Concordance Output

A concordance is a method of text analysis that is somewhat similar to the generation of word frequency statistics, only the search is expanded to the words that appear on either side of the word under investigation. We call the main search word the 'node' and the words surrounding it the 'span'. A condordance is simply a printed list displaying the sentences or 'context' that the node word appears in. This list is traditonally organized in a 'Key Word in Context' (KWIC) format, which has the node word in the centre of the page. The span can be adjusted, but generally includes about five words on the left and five words on the right of the node.

The purpose of generating a concordance output is to allow for manual, but controlled, examination of the word in question. As we will see in this exercise, it becomes very easy to recognize patterns of language use when the text is organized in this way. Further investigation can be conducted by sorting the list of text alphabetically, either on the word just to the left or right of the node word.

Generating a concordance output in Python is fairly simple thanks to the NLTK module. In this exercise we will generate a concordance output for one of our files.

Once again we will import our modules and definitions first. Here we see some new modules: NLTK, codecs, and sys.

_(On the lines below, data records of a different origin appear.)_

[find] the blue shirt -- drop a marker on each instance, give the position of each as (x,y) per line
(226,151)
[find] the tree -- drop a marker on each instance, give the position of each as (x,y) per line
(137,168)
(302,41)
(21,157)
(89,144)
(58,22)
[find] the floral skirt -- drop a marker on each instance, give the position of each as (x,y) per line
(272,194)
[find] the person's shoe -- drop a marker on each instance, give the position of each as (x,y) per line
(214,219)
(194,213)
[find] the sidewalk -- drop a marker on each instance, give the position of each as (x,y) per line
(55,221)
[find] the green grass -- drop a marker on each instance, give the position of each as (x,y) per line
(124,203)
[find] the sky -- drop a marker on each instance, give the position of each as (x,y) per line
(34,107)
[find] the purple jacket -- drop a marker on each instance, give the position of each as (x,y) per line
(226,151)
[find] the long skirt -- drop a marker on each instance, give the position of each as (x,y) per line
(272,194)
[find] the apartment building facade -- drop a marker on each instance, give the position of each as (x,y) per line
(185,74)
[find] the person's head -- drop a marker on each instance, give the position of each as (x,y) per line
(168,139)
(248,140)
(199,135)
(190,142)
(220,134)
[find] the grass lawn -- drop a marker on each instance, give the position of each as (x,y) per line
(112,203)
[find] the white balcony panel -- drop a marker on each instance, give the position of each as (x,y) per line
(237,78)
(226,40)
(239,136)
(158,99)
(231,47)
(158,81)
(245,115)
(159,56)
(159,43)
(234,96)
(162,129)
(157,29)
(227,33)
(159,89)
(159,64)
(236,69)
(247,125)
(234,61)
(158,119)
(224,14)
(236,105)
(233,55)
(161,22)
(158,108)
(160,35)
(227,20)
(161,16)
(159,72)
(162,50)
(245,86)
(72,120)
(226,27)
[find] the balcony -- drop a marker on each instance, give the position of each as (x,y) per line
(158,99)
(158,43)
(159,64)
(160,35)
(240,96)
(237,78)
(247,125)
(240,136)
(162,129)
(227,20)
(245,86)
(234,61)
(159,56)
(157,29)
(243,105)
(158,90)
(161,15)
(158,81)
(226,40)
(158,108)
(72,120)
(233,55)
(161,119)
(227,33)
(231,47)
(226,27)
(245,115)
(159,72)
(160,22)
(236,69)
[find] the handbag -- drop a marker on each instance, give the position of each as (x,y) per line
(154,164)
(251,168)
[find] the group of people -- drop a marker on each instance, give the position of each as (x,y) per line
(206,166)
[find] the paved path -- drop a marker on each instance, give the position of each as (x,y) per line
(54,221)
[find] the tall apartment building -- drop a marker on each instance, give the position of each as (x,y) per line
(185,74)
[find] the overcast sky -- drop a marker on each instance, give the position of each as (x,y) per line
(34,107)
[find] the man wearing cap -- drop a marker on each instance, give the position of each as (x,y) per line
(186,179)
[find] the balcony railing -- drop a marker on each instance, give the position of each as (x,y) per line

NLTK stands for Natural Language Toolkit, which facilitates natural language processing in Python. NLTK has many functions that support electronic text analysis, including tokenizing, word frequency counters, and for the purposes of this demonstration, concordancers.

codecs is a module that helps Python read and write text in Unicode, which is a text encoding standard that includes non-alphanumeric characters. We will not be removing the capitalization or punctuation in this exercise, so we're using codecs to avoid any errors in reading and printing the file.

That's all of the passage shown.